Analisemos se a decisão recorrida padece de tal vício.
A fundamentação dos actos tributários ou “praticados em matéria tributária” que “afectem os direitos ou interesses legalmente protegidos dos contribuintes” estava consagrada nos artºs.19, al.b), 21, 81 e 82, do C. P. Tributário (cfr.actualmente o artº.77, da L.G.Tributária).
Tal necessidade de fundamentação decorria já, quer do artº.1, nº.1, al.a) e c), do dec.lei 256-A/77, de 17 de Junho, quer do próprio artº.268, nº.3, da C. R. Portuguesa, na redacção introduzida pela Lei Constitucional nº.1/89 (cfr.Gomes Canotilho e Vital Moreira, Constituição da República Portuguesa Anotada, 1993, pág.936 e seg.; Vieira de Andrade, O Dever de Fundamentação Expressa dos Actos Administrativos, 1990, pág.53 e seg.).

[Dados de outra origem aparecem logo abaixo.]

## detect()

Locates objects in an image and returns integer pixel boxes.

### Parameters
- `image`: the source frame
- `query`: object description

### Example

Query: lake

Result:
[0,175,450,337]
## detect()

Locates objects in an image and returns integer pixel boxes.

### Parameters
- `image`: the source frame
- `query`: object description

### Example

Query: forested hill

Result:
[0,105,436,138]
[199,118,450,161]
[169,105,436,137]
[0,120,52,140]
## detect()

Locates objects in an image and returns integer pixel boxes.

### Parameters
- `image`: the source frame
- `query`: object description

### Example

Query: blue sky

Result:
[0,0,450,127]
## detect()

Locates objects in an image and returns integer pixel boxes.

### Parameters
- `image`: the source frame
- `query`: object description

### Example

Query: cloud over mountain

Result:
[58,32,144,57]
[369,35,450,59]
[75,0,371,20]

A fundamentação é um conceito relativo que pode variar em função do tipo legal de acto administrativo que estamos a examinar.
Tem sido entendimento constante da jurisprudência e da doutrina que determinado acto (no caso acto administrativo-tributário) se encontra devidamente fundamentado sempre que é possível, através do mesmo, descobrir qual o percurso cognitivo utilizado pelo seu autor para chegar à decisão final (cfr.ac.S.T.J.26/4/95, C.J.-S.T.J., 1995, II, pág.57 e seg.; A. Varela e outros, Manual de Processo Civil, Coimbra Editora, 2ª. edição, 1985, pág.687 e seg.; Alberto dos Reis, Código de Processo Civil Anotado, Coimbra Editora, 1984, V, pág.139 e seg.). Quer dizer. Utilizando a linguagem de diversos acórdãos do S.T.A. (cfr.por todos, ac.S.T.A-1ª.Secção, 6/2/90, A.D., nº.351, pág.339 e seg.) o acto administrativo só está fundamentado se um destinatário normalmente diligente ou razoável - uma pessoa normal - colocado na situação concreta expressada pela declaração fundamentadora e perante o concreto acto (que determinará consoante a sua diversa natureza ou tipo uma maior ou menor exigência da densidade dos elementos de fundamentação) fica em condições de conhecer o itinerário funcional (não psicológico) cognoscitivo e valorativo do autor do acto. Mais se dirá que a fundamentação pode ser expressa ou consistir em mera declaração de concordância de anterior parecer, informação ou proposta, o qual, neste caso, constitui parte integrante do respectivo acto (é a chamada fundamentação “per relationem” - cfr.artº.125, do C.P.Administrativo).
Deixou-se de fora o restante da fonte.